Had come from him, and her, and how she felt for him.

The car moved onwards, around the large curve of the drive, so that to the left she could see the formal garden with its elaborately planted patterns. Even at this time of year it was beautiful, the ferns in between each garden bed growing tall and proud, reminding her of ten Christmas trees standing guard over the place.

To her right was one of the gate houses, and the gardens behind it grew more wild and free, a tangle of trees that had reminded fifteen-year-old Claudia La Roche of an enchanted woodland.

And then, there was the house. She leaned forward unconsciously as they approached, her eyes sweeping over the stone mansion, with its ancient windows and chimneys. It was both impossibly grand and homely at the same time, a testament to the restorations that Stavros’s grandmother had undertaken. Wisteria grew wild over this side, though at the moment it was just the skeletal evidence of what warmth would bring – a nest of dry, wooded veins that scrambled over the stone side of the house. He brought the car to a stop on the gravel and they both sat there for a moment, the silence dropping heavier than the night.

“Marta has prepared dinner,” he said stiffly, then pushed his car door open.

Claudia watched as he sprung from the vehicle and moved towards the house, without a backwards glance at the car or her. She stayed where she was, not as a form of protest, but because she was glued to the seat.

Standing like this, walking to the house, she could only stare. She’d seen him six months earlier, it wasn’t as though she’d been deprived of the sight of him. But it had been their usual twenty-minute cocktail for her birthday – a ritual he observed each year, marking the progress of her aging by presenting her with some kind of gift or other, undoubtedly hand-selected by one of his assistants.

But somehow, watching him stride towards his country estate, wearing jeans and a pullover rather than the suits she usually saw him in, she could only stare.

And feel something like danger and warning slick her insides with a dark, desirous heat.

He was the embodiment of power.
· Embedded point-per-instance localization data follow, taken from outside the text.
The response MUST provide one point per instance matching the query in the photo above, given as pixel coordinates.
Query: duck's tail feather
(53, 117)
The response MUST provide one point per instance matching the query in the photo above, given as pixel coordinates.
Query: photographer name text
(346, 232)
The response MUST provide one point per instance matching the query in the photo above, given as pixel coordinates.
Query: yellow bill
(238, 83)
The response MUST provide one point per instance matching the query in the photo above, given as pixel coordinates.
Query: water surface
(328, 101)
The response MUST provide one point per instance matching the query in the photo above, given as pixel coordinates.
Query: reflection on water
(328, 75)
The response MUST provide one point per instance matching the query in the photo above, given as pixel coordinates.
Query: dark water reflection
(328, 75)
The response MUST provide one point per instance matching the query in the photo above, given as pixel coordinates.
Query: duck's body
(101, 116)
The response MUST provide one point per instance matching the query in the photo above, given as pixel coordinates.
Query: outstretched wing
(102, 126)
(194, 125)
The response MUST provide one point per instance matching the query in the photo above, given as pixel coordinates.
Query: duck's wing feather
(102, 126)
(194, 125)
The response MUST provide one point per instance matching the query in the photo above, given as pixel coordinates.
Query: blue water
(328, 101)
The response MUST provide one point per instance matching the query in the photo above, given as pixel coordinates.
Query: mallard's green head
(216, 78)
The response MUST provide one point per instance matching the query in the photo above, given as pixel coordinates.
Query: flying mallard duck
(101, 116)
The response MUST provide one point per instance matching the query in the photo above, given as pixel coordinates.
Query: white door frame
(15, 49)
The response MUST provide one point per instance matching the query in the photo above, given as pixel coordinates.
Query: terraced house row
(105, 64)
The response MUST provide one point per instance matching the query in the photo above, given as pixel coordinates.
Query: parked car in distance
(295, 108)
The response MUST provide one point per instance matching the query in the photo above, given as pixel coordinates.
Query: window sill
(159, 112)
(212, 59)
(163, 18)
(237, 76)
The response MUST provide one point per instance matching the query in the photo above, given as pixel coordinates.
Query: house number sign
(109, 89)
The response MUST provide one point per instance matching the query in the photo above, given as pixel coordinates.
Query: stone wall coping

She pressed her hand to the door but stayed where she was, a sinking feeling wrapping around her.

How the hell was she going to get through even a day of this? Let alone two weeks?

She pushed the car open, and her shoes made a crunching sound as they landed on the gravel. It was colder here at Barnwell than in London, and her leather jacket offered little protection to the mid-winter’s evening. She wrapped her arms over her chest and jogged towards the side entrance.